Envolé le véritable scandale d’une spéculation sans limites.
Aujourd’hui comme hier, cette spéculiation a conduit les banquiers à risquer le surendettement de leurs débiteurs par le retournement du marché de l’immobilier puis à dissimuler ce risque, qu’ils n’ignoraient nullement, par un artifice dénommé « titrisation » ce qui fait qu’à ce jour, plus aucune banque ne connaît la valeur réelle des titres qu’elle détient.
Cela ne vous rappelle-t-il pas le projet tout récent de faire de chaque Français « un propriétaire » en proposant aux plus démunis des remboursements de prêts découplés : remboursement des frais de construction de la maison d’abord, puis remboursement de l’achat du terrain.
Que le fragile équilibre de ce montage vienne à subir un divorce ou une perte d’emploi avec la réduction des ressources afférentes et voici des milliers de maisons modestes qui ne trouveront plus preneurs et une crise, bien française celle-là, du financement immobilier et donc du système bancaire qui en est assez largement dépendant.
Ceux-là mêmes qui nous parlent de « gouvernance financière » demandent aujourd’hui aux banques centrales dont les capitaux sont après tout les nôtres de venir à leur rescousse tandis le journal télévisé montre des queues de déposant anglais récupérant leurs avoirs auprès de la Citibank.
Hier les contribuables français ont renfloué le Crédit Lyonnais, aujourd’hui ils renfloueront doublement ces banques décidément « ingouvernables » par les canaux étatiques et par le dépôt de leurs avoirs mensuels dans ces officines.
Que faire ?
Le placement direct sans le concours des banques n’a guère été plus efficace pour les petits épargnants.
Ils ont connu la ruine en plaçant leurs économies dans les bons du Trésor russe, dans le canal de Suez, dans celui de Panama, et pour le tunnel sous la Manche on a parlé de rien moins que de leur spoliation.
Aucun des salariés d’Enron n’a récupéré les fonds placés dans cette entreprise en actions et les salariés de la Société Générale, eux aussi actionnaires de leur entreprise, portent aujourd’hui plainte pour démêler le vrai du faux dans l’affaire du « trader fou » de l’éventuel délit d’initié qui pourrait la suivre et de la perte liée aux subprimes !
A quelques mois de la réouverture du dossier des retraites et même si la pillule est un peu amère à avaler - baby boom oblige - il faudra se souvenir que la SOLIDARITE a quand même assuré à des générations de retraités depuis 1936 des moyens de subsistance proportionnels à leurs salaires.
Il faudra rappeler, malgré le tintamarre médiatique, que notre modèle social français a été et peut rester l’un des plus STABLES à condition que nous n’acceptions pas que son financement soit sciemment mis en difficulté.

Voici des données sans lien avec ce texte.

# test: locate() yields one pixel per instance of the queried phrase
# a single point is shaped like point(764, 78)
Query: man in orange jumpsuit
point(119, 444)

On sera particulièrement attentif de ce point de vue à l’usage qui sera fait par le gouvernement du fonds de garantie des retraites constitué pour faire face à la cessation d’activité des baby boomers et passer le cap de quelques années plus difficiles qu’une bonne nouvelle pour tous nous prépare : nous vivons désormais plus vieux et nos petits-enfants seront sans doute centenaires.
RINGARDE LA SOLIDARITE INTER-GENERATIONNELLE ?
Pas tant que cela ! et en tout cas moins que les promesses historiquement jamais tenues d’une meilleure « gouvernance financière », fût-elle simplement hexagonale à défaut d’être mondiale...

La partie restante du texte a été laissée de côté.